When we first meet Michel Descombes, he's right in his element. He's sharing a meal with a few friends, trading bullshit, and talking about the things friends talk about: Politics, women, television. This scene, as informal and easy is it is, introduces something that will be an undercurrent throughout the movie: The role of socialist politics in French society.
Back at his clock shop the next day, Descombes is interupted by two police officers, who enquire about his missing truck. Descombes says that he assumes his son Bernard has it. He goes with the two cops and passes the truck abandoned on the road, and this leads to the revelation that his son has killed a man named Rozon, and has gone on the run, along with his girlfriend.
The cop investigating the case is Inspector Guilboud (Jean Rochfort), and a curious relationship develops between he and Descombes. Descombes' initial fear is that the police will shoot Bernard when they see him, but Gilboud re-assures him that that "only happens in the movies". The film provides multiple encounters between the two men, and it's curious that none of them are in "police" situations. Guilboud runs into Descombe while grocery shopping, or walking his dog, and the two men talk. These encounters are what start to point up to Descombes how little he really knows his son. Time and time again, his response to one of Guilboud's questions is "I don't know....He didn't talk to me".
One of these interviews reveals a woman named Madelaine, who looked after Bernard when he was young, and Descombes hunts her down to see if she has had any contact. She has, indeed, and amazingly seems to know far more about Bernard than his father. Unbeknownst to his father, Bernard had visited her several times, and from hearing her talk, it's plain that Bernard views her as a mother figure.
It's also fair to mention the way French politics creep into the story. The murdered man is a former soldier, who had served in Indochina and Algeria, and was also the owner of the factory where the girlfriend worked, and the film shows both halves of the political spectrum having their way with the facts of the case. The right sees the chance to associate the murder of a "war hero" with the subversive left, while the left paints Rozon as a lecherous capitalist monster.

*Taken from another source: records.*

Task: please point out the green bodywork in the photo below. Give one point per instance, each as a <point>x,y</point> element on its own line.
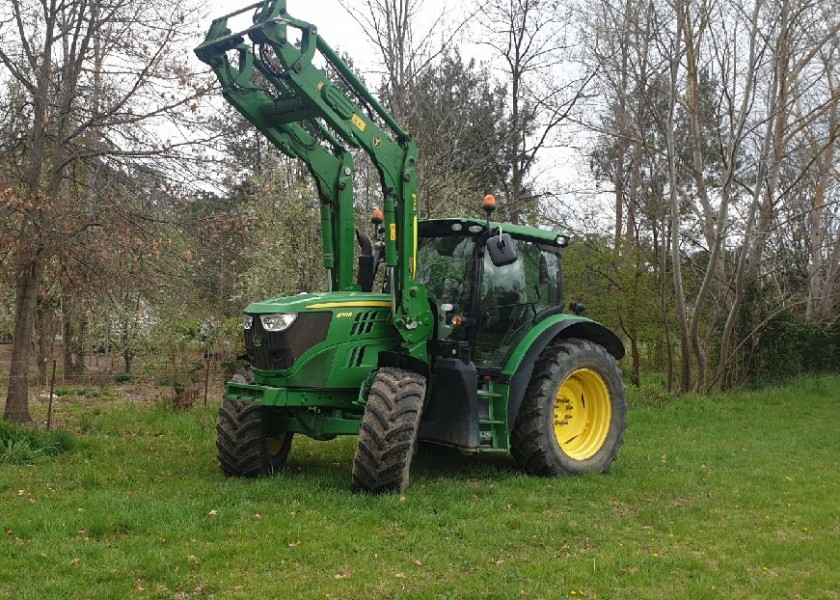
<point>315,374</point>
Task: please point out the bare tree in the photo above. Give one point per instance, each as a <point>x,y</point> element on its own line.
<point>99,76</point>
<point>531,41</point>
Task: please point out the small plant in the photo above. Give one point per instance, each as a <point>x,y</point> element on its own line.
<point>20,445</point>
<point>124,377</point>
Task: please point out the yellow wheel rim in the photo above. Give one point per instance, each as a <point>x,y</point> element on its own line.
<point>582,414</point>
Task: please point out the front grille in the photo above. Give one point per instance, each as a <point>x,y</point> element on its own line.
<point>277,351</point>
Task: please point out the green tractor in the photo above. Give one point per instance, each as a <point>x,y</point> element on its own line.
<point>466,344</point>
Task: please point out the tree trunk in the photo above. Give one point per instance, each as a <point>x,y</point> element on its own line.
<point>28,282</point>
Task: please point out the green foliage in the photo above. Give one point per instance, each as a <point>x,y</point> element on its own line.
<point>284,258</point>
<point>21,445</point>
<point>787,346</point>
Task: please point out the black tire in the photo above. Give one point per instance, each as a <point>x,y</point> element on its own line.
<point>555,432</point>
<point>388,432</point>
<point>244,448</point>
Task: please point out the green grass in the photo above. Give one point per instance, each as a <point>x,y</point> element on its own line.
<point>730,496</point>
<point>22,445</point>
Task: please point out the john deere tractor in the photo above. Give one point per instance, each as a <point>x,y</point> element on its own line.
<point>445,331</point>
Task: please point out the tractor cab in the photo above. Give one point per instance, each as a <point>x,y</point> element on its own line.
<point>484,307</point>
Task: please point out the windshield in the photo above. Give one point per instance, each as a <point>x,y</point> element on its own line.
<point>446,265</point>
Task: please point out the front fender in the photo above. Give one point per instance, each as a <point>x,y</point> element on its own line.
<point>520,365</point>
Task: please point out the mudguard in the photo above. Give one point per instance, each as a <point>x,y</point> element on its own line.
<point>519,367</point>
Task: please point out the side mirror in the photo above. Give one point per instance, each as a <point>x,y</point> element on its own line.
<point>501,249</point>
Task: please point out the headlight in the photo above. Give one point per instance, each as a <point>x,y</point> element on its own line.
<point>278,322</point>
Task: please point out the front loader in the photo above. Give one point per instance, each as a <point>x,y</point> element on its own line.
<point>466,343</point>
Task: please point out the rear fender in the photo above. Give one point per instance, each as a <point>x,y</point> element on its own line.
<point>517,371</point>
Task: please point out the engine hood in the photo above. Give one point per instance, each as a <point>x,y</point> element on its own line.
<point>319,301</point>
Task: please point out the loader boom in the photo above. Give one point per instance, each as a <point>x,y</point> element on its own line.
<point>318,116</point>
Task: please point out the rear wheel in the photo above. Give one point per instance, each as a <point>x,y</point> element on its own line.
<point>573,416</point>
<point>388,432</point>
<point>244,446</point>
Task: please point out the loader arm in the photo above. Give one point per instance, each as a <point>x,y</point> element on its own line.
<point>267,74</point>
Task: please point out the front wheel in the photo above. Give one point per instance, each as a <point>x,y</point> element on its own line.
<point>245,447</point>
<point>389,431</point>
<point>574,413</point>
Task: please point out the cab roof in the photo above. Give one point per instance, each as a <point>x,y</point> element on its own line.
<point>444,227</point>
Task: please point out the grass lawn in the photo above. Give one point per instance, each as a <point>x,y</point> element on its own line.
<point>731,496</point>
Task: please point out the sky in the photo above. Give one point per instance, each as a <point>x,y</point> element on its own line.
<point>561,172</point>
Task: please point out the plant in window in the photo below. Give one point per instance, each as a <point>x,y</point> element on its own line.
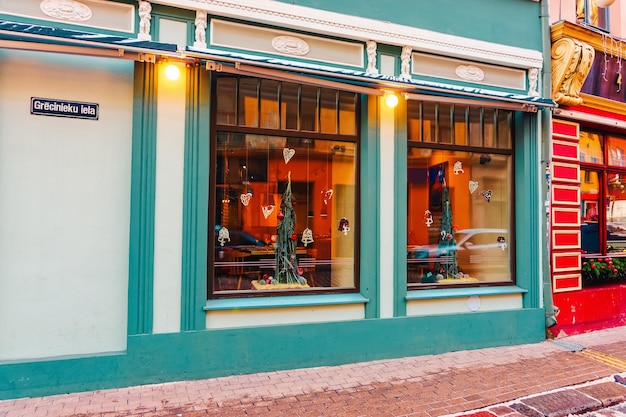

For a film that revolves around a murder, it's surprising how little time it spends on the nuts and bolts of the investigation. Bernard doesn't even appear onscreen until the film is over an hour gone. No, The Clockmaker is really about Michel Descombes, and his realization that he may lose his son without really knowing him. After Bernard's arrest, Descombes becomes obssessed with supporting his son, probably to Bernard's detriment. Guilboud puts forth a theory for why the murder occurred - Rozon may have raped the girlfriend, and she told Bernard about it. If this was the case and it was a "Crime of Passion", then years could be trimmed off his sentence. Bernard denies this theory, and Descombes stands by his son's story. The boy gets twenty years.
The Clockmaker was the first feature turned out by Bertrand Tavernier, who had originally been a law student and a critic for Cahiers Du Cinema. His films are universally of high quality , and they cut across lines of genre and style. The actor Philippe Noiret was with him in the beginning as Michel Descombes, and has been there many times since, in films like The Judge and the Assassin and the great noir Coup De Torchon. Noiret is the anti-leading man. Big, silent and perpetually rumpled, he looks more like the guy who'd come to fix your furnace than a movie star, but his everyman quality has been vital to the feel of Tavernier's films.
Watch Noiret as he sees his son behind bars at the film's close. The tension between the two is gone now, and Descombes talks about the girlfriends' baby on the way, and recounts a story about his days in WW2. After he finishes, he smiles and muses, "I don't know why I told you that". Maybe he doesn't , but he should - It's the kind of thing that he didn't do for all those years. As he walks away from the prison, he absent-mindedly touches the walls of the prison and a small smile comes over his face, as he savours this intimate little moment with his son. Better late than never.